On February 4, 2004, a little website was set up by a group of friends at Harvard University. Its premise was simple: Students at the university could create a brief and basic profile and upload their photographs. They could then message one another publicly (on a “wall”) or privately. Within a few years, Facebook became a globe-spanning social network; and, another few years later, it turned capable of shaking governments and distorting election campaigns. Twenty years on, from the first profile photograph being uploaded to what was then “thefacebook.com”, Facebook has become “Meta”, with a stable of products that includes WhatsApp and Instagram. Extraordinarily, it had never returned money to its shareholders through a dividend; but last week it, for the first time, authorised a payment of 50 cents per share to its investors. This came alongside news that revenue in the fourth quarter of 2023 rose by 25 per cent, to over $40 billion, tripling its net income to $14 billion. At the end of 2023, it was sitting on over $65 billion of cash.

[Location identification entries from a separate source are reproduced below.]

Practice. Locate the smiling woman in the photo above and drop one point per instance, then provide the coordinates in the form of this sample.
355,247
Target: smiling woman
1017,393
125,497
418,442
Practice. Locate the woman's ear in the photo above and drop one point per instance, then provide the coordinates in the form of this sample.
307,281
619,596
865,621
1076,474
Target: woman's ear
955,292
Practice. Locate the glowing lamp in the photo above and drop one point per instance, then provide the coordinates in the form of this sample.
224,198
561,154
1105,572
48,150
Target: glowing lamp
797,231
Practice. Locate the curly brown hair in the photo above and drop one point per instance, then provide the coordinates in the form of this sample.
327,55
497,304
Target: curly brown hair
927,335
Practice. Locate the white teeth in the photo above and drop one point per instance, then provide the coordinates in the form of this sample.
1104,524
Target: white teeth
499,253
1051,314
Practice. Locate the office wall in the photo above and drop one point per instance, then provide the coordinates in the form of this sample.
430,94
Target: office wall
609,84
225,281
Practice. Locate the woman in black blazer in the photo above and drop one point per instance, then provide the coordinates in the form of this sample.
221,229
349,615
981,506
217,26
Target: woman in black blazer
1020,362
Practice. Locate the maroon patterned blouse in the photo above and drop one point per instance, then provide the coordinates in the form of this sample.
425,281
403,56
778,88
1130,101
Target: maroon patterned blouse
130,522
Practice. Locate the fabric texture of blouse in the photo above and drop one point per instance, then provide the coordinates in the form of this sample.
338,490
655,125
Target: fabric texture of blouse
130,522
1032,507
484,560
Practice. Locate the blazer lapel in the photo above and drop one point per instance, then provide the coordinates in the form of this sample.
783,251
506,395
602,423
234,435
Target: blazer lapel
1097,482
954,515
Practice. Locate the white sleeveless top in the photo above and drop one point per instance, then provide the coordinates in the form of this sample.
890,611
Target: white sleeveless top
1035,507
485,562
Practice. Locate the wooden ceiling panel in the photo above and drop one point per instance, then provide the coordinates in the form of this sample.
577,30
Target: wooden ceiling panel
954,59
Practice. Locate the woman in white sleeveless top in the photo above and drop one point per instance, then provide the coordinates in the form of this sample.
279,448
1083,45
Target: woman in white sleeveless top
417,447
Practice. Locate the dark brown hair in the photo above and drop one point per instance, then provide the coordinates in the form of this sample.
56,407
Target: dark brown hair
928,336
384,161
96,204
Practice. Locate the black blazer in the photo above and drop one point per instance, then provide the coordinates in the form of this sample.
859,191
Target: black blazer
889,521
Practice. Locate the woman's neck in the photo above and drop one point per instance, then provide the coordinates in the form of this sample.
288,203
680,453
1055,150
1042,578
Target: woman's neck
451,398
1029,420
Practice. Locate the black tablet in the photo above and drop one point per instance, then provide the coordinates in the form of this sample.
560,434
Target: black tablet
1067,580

Facebook, in other words, has reached the age of maturity. It is no longer exciting and new; it is not where new social media narratives are created or stars are born. But it certainly remains the basic underpinning of much social media narrative management by politicians, by companies, and by extremists of all stripes. A network built for the hothouse environment of an Ivy League university has struggled, over the past decade in particular, to manage the real world. Shortly before his company announced its unexpectedly positive results, Meta Chief Executive Officer Mark Zuckerberg had to face a grilling — his eighth — from politicians in his own country, the United States. The highlight was certainly his awkward apology to parents who had lost their children to sexual exploitation or bullying through social media. In Facebook’s decades-long march to maturity, it appears quite clear that many individual casualties have been left by the wayside.
Later this year, the United States will endure a presidential election that is likely to be a festival of misinformation. Since at least 2016 — the year of the Brexit referendum and of Donald Trump’s first presidential campaign — it has been obvious that all social media, but perhaps particularly Facebook, is dangerously amenable to manipulation. And that such manipulation is capable of altering the path of history. But Big Tech’s response to this knowledge has been oddly weak. Some platforms like Twitter — now known as “X” — seem to have essentially embraced revenue-generating possibilities of misinformation, with its new owner firing practically the entire content moderation team and ending the system of reliable, verified accounts. Others, like Facebook, retain moderation teams — but have visibly understaffed those teams that deal with vernacular languages or foreign countries, often places where Facebook is also by far the most influential news source. The retail damage that social media can do, meanwhile, is visible also on Instagram, which, some fear, is sparking a mental health crisis among young people; and on WhatsApp, which has become a fake news force multiplier. Meta is today a successful, cash-rich company — but one with few friends in politics or regulation. Its next 20 years may be even more eventful.